Students on robotics teams at schools in Auburn, Brewer, Cape Elizabeth, Falmouth, Mount Desert Island and Oakland showed the governor how their robots could throw Frisbees and climb steep slopes before he presented them with his second-annual Governor’s Promising STEM Youth Awards.
“Today, it’s your education, but tomorrow, it’s your job,” Gov. LePage told the students, according to a press release. “The future of our great state is in the young minds here in this room. My job is to make sure you stay here. Your job is to prosper. The STEM education you are experiencing today will open the doors to good paying jobs for you tomorrow and allow you to come up with great answers to the very difficult problems we face.”
Others receiving recognition from LePage included Ryanne Daily (John Bapst Memorial High School) and Keylsey Burke (Dirigo High School), Maine’s two delegates to the 2013 National Youth Science Camp; Mary Butler (Bangor High School), Meagan Currie (Greely High School) and Harry Pershing (Greely High School), who competed at the Intel International Science and Engineering Fair; and Nathan Dee (Bangor High School), who will be representing the state at the National Stockholm Junior Water Prize competition in Oregon next month.
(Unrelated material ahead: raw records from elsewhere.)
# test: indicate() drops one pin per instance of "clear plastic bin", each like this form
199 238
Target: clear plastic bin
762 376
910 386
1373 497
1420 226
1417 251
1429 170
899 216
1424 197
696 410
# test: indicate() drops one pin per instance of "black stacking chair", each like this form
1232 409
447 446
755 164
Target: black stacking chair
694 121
Pratt & Whitney HR Manager Deborah Chipperfield said the North Berwick-based company sees its future building jet engines in Maine and supports STEM skill development efforts here to ensure they have the skilled workforce they need to continue growing.
In the next decade, it is estimated one in seven new Maine jobs will be STEM-related and the wages associated with the jobs in these areas are 58 percent higher than wages for other Maine, the Education Commissioner said.
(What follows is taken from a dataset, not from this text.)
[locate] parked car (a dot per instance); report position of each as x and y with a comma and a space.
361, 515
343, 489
“We have tremendous resources for STEM education in Maine and there are tremendous opportunities in STEM careers,” said Commissioner Bowen in a press release. “As the state works to develop a highly-skilled workforce and increase its competitiveness in a global economy, we have to better connect those by fostering the collaborations you see here today between PreK-12 schools, Career and Technology Education centers, higher education and industry. And the success of these students and their robots nationally and even internationally help us imagine what is possible if we are successful in that.”
One such partnership is Project Login, launched late in 2012 by Educate Maine with the UMaine System with the goal of doubling the number of Maine graduates in computer science, computer engineering, and information technology in the next four years. That project is supported by businesses like IDEXX Laboratories, WEX, Maine Medical Center, Unum and TD Bank, who need the skilled Maine workers this effort will cultivate.
The state has also been a leader in the development of the Next Generation Science Standards, a rigorous, internationally benchmarked standard for science education that will ensure science content and concepts prepares critically thinking students for the colleges and careers of the 21st century.